Today, purchasing is an important partner in product development and plays a key role in optimizing a company’s results. It has found its important strategic role within the company. The following article outlines the five biggest challenges that purchasing must overcome.
A clear strategy with professional purchasing planning
The most important goal of purchasing planning is to ensure a secure view of the future. While not all risks can be planned for, some can be, for example, if price increases are expected from suppliers due to higher wage agreements, or if quasi-monopolies form that make the procurement of raw materials and intermediate products more expensive. However, foreseeable currency fluctuations, corporate strategy, and the future product portfolio must also be taken into account.
However, some developments are unpredictable for purchasing. That is why professional purchasing always plans for at least three scenarios: best case, worst case, and realistic. After all, it is crucial for management to know whether changes in the sales strategy will entail risks to earnings and which products will see changes in margins.
A positive side effect of in-house purchasing planning is that it also improves planning reliability for suppliers and enables long-term partnerships.
A clear view of the facts
Purchasers need the right tools to work strategically and reduce costs in the long term. But to do this, they need a foundation: transparent data – right down to the document level. All too often, data is stored in different systems, from paper invoices and Excel files to SAP and other ERP systems. In order to change the cost situation and identify potential savings, the data used for strategic decisions must come from a single system. The keyword here is consolidated data. Only then can potential savings become visible, for example through volume bundling, raw material consolidation, and focusing on strategic suppliers. In addition, purchasing is then in a position to identify the causes of cost drivers: maverick buying, bottlenecks or surpluses in the use of framework agreements, incorrectly posted invoices, conversions from sample to series parts, implausible cost changes, or incomprehensible pricing.
Current events require a quick response
Political crises, rapidly rising raw material prices, collapsing exchange rates, suppliers going bankrupt – for purchasing, this means reacting quickly! Optimal data and information management is the key factor for success here, because manual processes can mean a critical loss of time. That’s why all relevant information must be available in real time. And that means from all locations, in all currencies used (including foreign currencies), and from the various ERP systems.
Big Data Management
In complex, international corporate hierarchies, procurement often still takes place locally, without the central purchasing department being informed about all activities. This results in thousands of purchasing transactions every day in international corporations, with correspondingly large savings potential. It is therefore important to harmonize data, for example, part numbers, supplier numbers, and product group structures. Only when purchasing is able to capitalize on this data can significant competitive advantages be achieved.
The new role of the purchaser
Purchasers have new tasks: they are no longer cold-blooded negotiation professionals who push suppliers to the brink of profitability and process orders when there are no negotiations pending. Tomorrow’s purchasers are networkers and have a place in product development. They have a seat at the table during meetings on new products and innovations so they can contribute their knowledge of supplier products.

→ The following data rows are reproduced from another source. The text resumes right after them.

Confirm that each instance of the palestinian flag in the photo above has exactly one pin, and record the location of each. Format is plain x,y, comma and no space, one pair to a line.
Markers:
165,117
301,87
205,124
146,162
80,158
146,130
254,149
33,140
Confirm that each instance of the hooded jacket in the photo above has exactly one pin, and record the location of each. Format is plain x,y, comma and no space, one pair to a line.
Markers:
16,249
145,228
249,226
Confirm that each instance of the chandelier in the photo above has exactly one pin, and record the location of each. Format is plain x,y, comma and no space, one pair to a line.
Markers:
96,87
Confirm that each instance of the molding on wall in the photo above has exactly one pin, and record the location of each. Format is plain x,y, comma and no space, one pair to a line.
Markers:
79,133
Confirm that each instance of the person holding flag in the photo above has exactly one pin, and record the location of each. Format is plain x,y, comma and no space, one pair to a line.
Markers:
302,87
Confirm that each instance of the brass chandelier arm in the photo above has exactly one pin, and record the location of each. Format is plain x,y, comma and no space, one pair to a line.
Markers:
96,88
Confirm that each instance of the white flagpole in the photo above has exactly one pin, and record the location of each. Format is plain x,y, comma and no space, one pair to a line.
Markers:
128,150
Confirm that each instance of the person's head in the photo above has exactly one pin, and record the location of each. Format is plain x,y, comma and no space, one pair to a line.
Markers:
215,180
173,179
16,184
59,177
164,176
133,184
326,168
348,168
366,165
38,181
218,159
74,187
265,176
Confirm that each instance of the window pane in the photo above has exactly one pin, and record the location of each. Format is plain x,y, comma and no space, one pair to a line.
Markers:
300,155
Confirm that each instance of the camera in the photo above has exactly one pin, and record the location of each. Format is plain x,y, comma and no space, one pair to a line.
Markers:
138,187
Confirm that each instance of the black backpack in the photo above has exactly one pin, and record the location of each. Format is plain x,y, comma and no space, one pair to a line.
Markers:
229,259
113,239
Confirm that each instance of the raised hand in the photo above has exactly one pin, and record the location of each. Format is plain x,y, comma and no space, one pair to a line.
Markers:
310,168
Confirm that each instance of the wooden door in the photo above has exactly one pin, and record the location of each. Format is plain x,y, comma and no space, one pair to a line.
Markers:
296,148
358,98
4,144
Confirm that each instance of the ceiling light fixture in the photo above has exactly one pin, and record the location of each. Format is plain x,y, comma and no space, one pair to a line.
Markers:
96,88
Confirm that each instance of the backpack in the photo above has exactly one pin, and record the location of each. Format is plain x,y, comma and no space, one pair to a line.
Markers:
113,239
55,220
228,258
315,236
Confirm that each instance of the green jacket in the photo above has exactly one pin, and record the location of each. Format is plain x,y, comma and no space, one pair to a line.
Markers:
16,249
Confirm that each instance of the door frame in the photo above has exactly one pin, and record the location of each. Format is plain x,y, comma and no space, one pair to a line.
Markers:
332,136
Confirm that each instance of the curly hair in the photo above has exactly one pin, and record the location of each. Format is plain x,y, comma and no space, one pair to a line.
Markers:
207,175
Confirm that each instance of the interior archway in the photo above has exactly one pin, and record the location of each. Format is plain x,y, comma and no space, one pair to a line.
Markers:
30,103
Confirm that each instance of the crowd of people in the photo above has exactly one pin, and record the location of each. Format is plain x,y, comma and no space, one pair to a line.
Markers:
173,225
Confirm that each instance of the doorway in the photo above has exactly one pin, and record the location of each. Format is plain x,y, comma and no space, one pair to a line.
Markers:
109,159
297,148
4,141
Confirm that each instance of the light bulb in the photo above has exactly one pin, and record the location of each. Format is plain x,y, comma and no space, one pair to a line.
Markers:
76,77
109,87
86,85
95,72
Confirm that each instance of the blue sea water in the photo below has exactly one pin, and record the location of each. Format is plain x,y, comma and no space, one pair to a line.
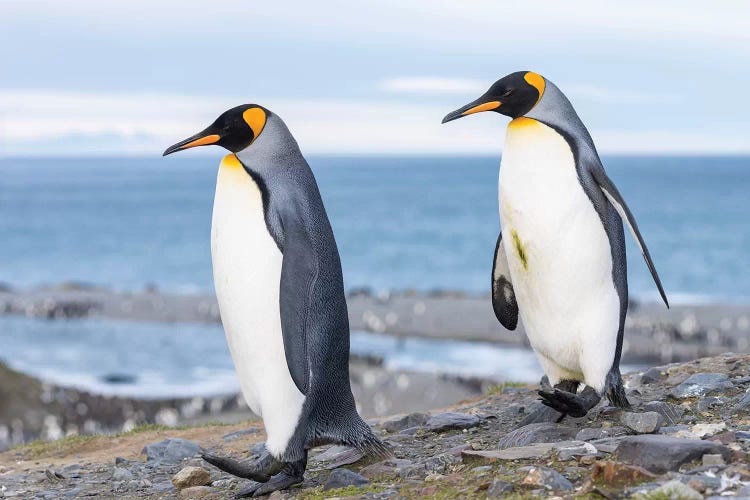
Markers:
422,223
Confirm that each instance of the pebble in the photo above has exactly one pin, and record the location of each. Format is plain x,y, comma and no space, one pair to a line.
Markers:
171,450
499,488
450,421
702,384
191,476
672,413
547,478
713,459
743,405
537,433
341,478
642,423
121,474
196,492
403,422
658,453
677,490
591,433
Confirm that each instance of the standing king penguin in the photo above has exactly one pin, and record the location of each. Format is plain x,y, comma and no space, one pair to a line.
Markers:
562,263
279,285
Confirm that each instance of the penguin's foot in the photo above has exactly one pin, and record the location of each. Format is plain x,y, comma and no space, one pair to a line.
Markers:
259,470
291,473
570,403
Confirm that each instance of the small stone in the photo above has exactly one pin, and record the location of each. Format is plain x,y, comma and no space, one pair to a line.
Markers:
713,459
658,453
398,424
591,433
196,492
171,450
653,375
191,476
617,474
642,423
702,384
238,434
548,479
672,413
537,433
499,488
675,489
341,478
743,405
121,474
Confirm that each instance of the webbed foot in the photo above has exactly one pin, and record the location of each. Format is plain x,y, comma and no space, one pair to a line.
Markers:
570,403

Of course, strong negotiating skills are still essential. In their new role, however, they also need to be able to recognize innovations and have comprehensive language skills so they can operate internationally. The use of tools for optimal presentations is simply part of the new role of the purchaser. Dashboards integrated into the purchasing control system are particularly helpful here, as they analyze data quickly and easily and present the results in a graphical format that is suitable for management.